一群人焦急地等待着,还好,中年美妇急于救出自己的女儿,不到三分钟时间,她就从女儿的练功房里找出来传功玉简,将它带了回来。
“阁下,咱们一手交人一手交货。”姜高远从妻子的手上接过了传功玉简,他的脸色很难看,这简直是莫大的耻辱。
不过以他在门中说一不二的地位,用这件宝贝把自己的女儿换出来,没人敢说什么,事急从权,如果亲人都能牺牲了。他这个门主还有什么必要做下去呢!
但是就这么交出去,整个药王门的脸都被丢光了。
算了,不能想那么多,救人要紧。
“把传功玉简扔过来,快点,不然我杀了她。”蒙面黑衣人很不客气,根本不给讨价还价的余地。
“你……总不能给了你传功玉简,你还继续挟持我们的女儿吧!那给你传功玉简有什么意义?”中年美妇急了。
可蒙面黑衣人冷笑一声,并没有回答,而是举起了手中的匕首,按照刚才刺出的位置对称地再次下手。
小萝莉白色T恤的另外半边立刻染红了。
“别,别伤害她,求你了,我们这就给你扔过去。”刚才就已经默默流着眼泪的中年美妇心疼地大声喊了起来。

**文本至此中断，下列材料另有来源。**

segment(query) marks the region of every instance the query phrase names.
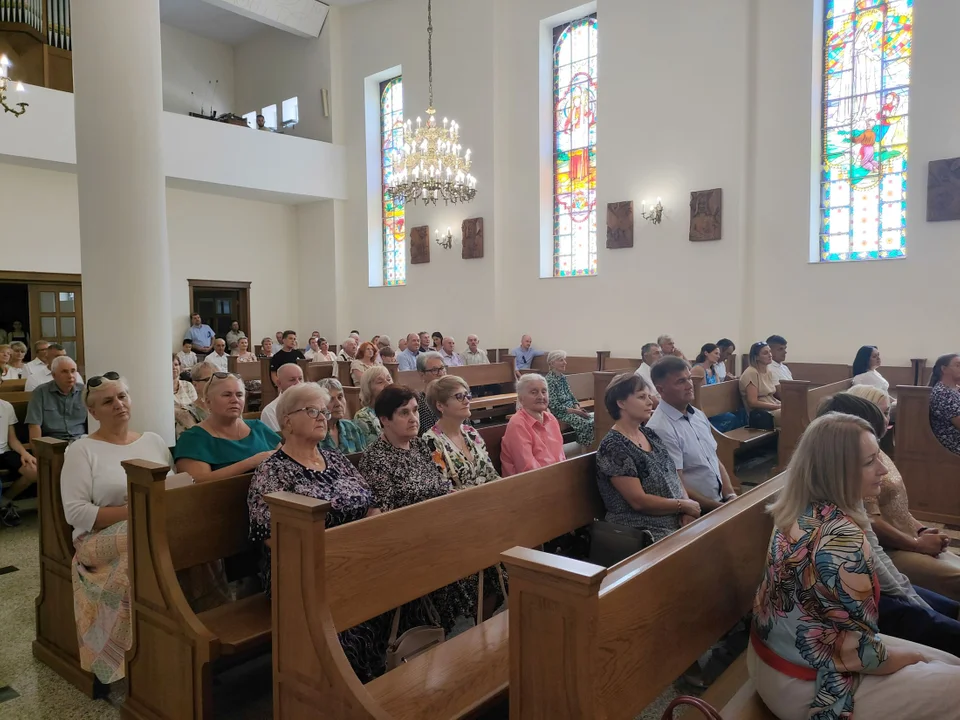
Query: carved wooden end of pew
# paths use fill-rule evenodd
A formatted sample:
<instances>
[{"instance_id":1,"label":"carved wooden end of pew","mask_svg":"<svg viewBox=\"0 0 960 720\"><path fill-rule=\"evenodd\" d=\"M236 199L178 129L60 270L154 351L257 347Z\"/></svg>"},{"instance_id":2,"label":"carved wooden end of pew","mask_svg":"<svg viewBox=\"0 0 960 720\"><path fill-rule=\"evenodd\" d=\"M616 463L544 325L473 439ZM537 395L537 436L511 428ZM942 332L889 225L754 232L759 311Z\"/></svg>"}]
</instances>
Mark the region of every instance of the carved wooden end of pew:
<instances>
[{"instance_id":1,"label":"carved wooden end of pew","mask_svg":"<svg viewBox=\"0 0 960 720\"><path fill-rule=\"evenodd\" d=\"M609 570L523 547L504 552L511 720L638 715L750 611L773 529L766 506L785 479ZM756 705L742 679L717 685L726 695L709 700L723 717L743 718L742 708ZM748 716L773 718L763 709Z\"/></svg>"},{"instance_id":2,"label":"carved wooden end of pew","mask_svg":"<svg viewBox=\"0 0 960 720\"><path fill-rule=\"evenodd\" d=\"M817 408L824 398L849 390L853 380L841 380L830 385L816 386L809 380L780 382L780 437L777 438L777 468L783 472L800 436L817 417Z\"/></svg>"},{"instance_id":3,"label":"carved wooden end of pew","mask_svg":"<svg viewBox=\"0 0 960 720\"><path fill-rule=\"evenodd\" d=\"M63 515L60 472L67 443L53 438L33 441L37 456L40 516L40 594L37 596L37 637L33 656L61 677L94 697L102 686L80 667L77 622L73 612L73 534Z\"/></svg>"},{"instance_id":4,"label":"carved wooden end of pew","mask_svg":"<svg viewBox=\"0 0 960 720\"><path fill-rule=\"evenodd\" d=\"M274 720L453 720L502 697L509 613L366 685L337 631L589 524L602 512L595 472L583 455L330 529L326 503L268 495Z\"/></svg>"},{"instance_id":5,"label":"carved wooden end of pew","mask_svg":"<svg viewBox=\"0 0 960 720\"><path fill-rule=\"evenodd\" d=\"M177 571L248 552L250 475L194 484L166 465L127 472L130 607L125 720L210 720L212 675L227 656L270 647L270 601L257 594L194 612Z\"/></svg>"},{"instance_id":6,"label":"carved wooden end of pew","mask_svg":"<svg viewBox=\"0 0 960 720\"><path fill-rule=\"evenodd\" d=\"M930 428L930 388L897 388L897 469L910 510L932 522L960 525L960 455L947 450Z\"/></svg>"}]
</instances>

药王门的门主姜高远悲叹了一声,仿佛苍老了三分,他用力一甩,传功玉简飞出去足足有二三十米,刚好落在黑衣人的位置,被他伸出巨掌接住。
药王门阵营数十人默然无声。
“阁下,你该放人了,你离开我们也抓不住你,你要真害了我女儿的性命,那就真和我们药王门结下不共戴天之仇。”药王门的门主姜高远的声音有点沙哑。
没办法,他太生气了。
这蒙面黑衣人非常狠,而爱女心切的妻子就在身边,他们夫妻俩最可爱的独生女惨遭对方伤害,那只能无条件接受对方的要求。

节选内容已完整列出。